Back in February 2003 I attended the protest march in London against the imminent war in Iraq. Huge numbers of people – well over a million – marched that day; from right and left and across all classes but what good did it do? The fact is that the Blair government went into this war with America on flimsy evidence against Saddam, leading to the deaths of hundreds of thousands of Iraqis and making millions of people refugees, almost on the same scale as the Palestinian diaspora. All of this goes against the education I received in Britain. Why is it that the British, who are well known to support the underdog, are not doing so when it comes to Arabs? To borrow from the Bible, it is high time the world, and the West specifically, knows that this is not a battle between David and Goliath. Though if it is, we are not Goliath.
If you google Gaza you will find very little of the information that real Gazans know about their own history. You will learn that it is a very small and narrow strip of land, often described as the biggest open prison in the world or, more neutrally, as one of the most densely populated regions of the world. You might learn a bit about Islamic Hamas or the Israeli withdrawal in 2007 or the underground tunnels that bring in both weapons and life-sustaining supplies to Gaza.

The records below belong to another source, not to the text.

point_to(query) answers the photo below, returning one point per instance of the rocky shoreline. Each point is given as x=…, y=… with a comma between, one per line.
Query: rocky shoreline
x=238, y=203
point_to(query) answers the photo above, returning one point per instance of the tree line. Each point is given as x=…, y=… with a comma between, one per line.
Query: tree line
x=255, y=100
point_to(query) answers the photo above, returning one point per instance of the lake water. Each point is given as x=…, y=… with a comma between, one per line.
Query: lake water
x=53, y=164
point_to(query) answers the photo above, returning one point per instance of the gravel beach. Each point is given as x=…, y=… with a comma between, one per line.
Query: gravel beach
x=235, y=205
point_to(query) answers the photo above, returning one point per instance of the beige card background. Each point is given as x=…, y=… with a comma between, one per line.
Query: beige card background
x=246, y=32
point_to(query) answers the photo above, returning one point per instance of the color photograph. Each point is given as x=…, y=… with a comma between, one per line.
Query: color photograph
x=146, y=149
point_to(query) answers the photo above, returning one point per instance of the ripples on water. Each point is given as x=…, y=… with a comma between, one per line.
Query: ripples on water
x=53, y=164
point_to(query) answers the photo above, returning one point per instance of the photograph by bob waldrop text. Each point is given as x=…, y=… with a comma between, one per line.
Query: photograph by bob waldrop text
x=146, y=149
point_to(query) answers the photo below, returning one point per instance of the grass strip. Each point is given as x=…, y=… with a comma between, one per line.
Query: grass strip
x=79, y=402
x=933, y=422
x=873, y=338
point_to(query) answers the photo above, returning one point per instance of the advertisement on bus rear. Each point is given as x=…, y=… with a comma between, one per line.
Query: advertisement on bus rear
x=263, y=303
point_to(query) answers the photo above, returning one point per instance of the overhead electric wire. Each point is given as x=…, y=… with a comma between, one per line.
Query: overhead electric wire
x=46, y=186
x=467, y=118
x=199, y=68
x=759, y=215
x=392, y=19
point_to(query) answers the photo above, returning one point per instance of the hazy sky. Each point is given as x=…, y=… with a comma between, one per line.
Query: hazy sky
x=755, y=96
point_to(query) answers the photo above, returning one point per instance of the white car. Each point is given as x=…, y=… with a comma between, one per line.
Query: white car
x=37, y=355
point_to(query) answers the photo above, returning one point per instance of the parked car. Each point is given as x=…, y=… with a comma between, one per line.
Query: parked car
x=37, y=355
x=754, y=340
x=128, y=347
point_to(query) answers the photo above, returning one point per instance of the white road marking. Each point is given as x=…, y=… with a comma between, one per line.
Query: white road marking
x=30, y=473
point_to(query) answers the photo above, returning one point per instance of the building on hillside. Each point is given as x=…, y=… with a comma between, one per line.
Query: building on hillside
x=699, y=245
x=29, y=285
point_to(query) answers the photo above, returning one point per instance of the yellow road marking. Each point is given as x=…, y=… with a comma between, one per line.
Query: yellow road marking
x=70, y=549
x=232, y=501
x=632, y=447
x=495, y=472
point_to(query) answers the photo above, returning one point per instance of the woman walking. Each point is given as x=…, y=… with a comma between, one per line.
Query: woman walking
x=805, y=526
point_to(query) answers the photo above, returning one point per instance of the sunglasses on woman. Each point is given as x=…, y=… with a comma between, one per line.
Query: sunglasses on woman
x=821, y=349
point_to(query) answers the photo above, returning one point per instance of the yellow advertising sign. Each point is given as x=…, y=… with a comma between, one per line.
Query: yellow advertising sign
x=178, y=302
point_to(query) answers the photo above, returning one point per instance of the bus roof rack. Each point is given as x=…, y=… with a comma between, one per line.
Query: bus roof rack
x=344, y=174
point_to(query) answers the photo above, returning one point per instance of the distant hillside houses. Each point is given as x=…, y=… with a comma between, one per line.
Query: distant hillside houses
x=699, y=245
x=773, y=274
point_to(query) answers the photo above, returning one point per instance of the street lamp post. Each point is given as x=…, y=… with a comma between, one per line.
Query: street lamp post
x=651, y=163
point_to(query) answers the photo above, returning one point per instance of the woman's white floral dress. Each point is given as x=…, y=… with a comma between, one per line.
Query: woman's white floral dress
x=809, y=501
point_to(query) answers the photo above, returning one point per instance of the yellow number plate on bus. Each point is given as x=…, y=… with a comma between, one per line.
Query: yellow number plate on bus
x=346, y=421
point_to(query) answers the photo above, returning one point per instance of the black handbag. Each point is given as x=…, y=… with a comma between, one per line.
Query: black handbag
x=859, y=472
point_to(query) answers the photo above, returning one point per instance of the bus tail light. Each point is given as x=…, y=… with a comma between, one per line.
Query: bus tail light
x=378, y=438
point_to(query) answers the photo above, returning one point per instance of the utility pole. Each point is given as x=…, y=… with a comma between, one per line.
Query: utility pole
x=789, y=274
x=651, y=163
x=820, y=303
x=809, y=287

But that is not the Gaza that is made of humans of flesh and blood. Nobody will tell you that Gazans are amongst the most educated in the world, nor tell you that Gaza has beautiful beaches and literally hundreds of historic sites of archaeological interest. Nobody will tell you that before 1948 Muslims, Christians and Jews lived in peace together for hundreds of years in Gaza. Nobody will tell you that famous Egyptian singers will choose Gaza as one of the first cities on their Arab tour. Nobody will tell you that Gazans before 1948 used to send donations to Saudi Arabia to build schools and hospitals. This is the Gaza that every Gazan dreams of when they sleep on the beach to escape falling bombs.
The world can easily give these two kids a better future than the misery which their parents and grandparents have had to endure. Look at them again and please tell me that it can. Please.
*”Interim”! UNIFIL was set up on 19 March 1978.